Rating: Summary: The dealf, blind, and mute girl. Review: Helen Keller had a bad illness when she was only nineteen mouths old. She lived,but the illness left her blind, deaf, and mute. At the age of five her mom and dad wrote a school that has blind and deak kids there. A teacher came and didn't get along with Helen at first, but later thay become the best of friends. This is a good book for anyone who would like to know what it is like to be blind, or deaf or even both at the same time. This is a relly good book and I think that anyone who will read it will like it.
Rating: Summary: Excellent Review: I read one of the books about Helen Keller when I was nine years old, and I was hooked, at that age I could not put the book down, I actually memorized, taught myself the hand sign chart in the back of the book. I highly recommend this book. I am purchasing this book for my niece for Christmas, she loves to read. When you think you been short-cutted in life, read this. Then ask your self do you have it that bad?

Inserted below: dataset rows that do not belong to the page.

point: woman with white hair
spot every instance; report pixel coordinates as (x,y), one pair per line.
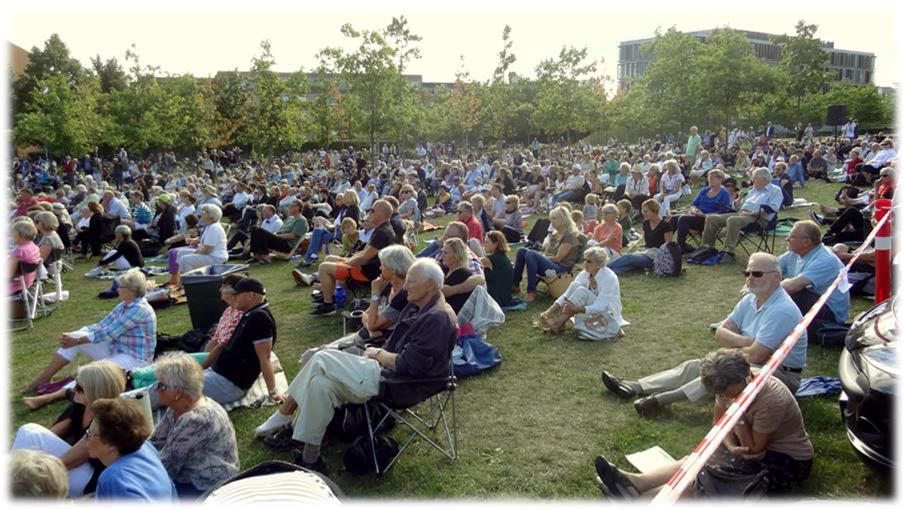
(592,301)
(127,254)
(671,184)
(65,439)
(195,437)
(206,250)
(24,252)
(559,255)
(127,335)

Rating: Summary: Excellent Review: This book covers Helen Keller's life from her precocious babyhood wherein she greeted people with "how d'ye" and "tea, tea, tea" to her impressive adulthood as a crusader for persons who are blind. Helen became blind and deaf after an extended, unidentified illness she suffered at 1 1/2. Unable to see, hear or speak, Helen communicated by a series of rudimentary signs and showed great precocity in learning to fold clothing and recognizing her own. She was also unruly and given to fits of temper, which was understandable considering her lack of access to ready communication. When Helen was 3 months off 7, her now famous teacher, Annie Sullivan was hired to work with her. The redoubtable Ms. Sullivan taught Helen the manual alphabet and from her stellar progress at identifying familiar objects, taught her Braille as well. Helen's progress is nothing short of spectacular and she makes an impressive academic showing at the Perkins Institute for the Blind in Boston. I liked the fact that this book did not dwell on that now tired scene at the water pump when Helen learns after having "water" spelled onto her fingers that "all things have a name." Instead of gasping and losing speed after the now overworked water pump scene, this biography picks up speed and the reader is treated to following Helen's academic progress at Perkins and later as a Radcliffe alumna. This book glosses over Helen's radical socialism during her adulthood and also glosses over the challenges she and Annie faced as they matured together. It's a nice biography, but you do end up wanting more.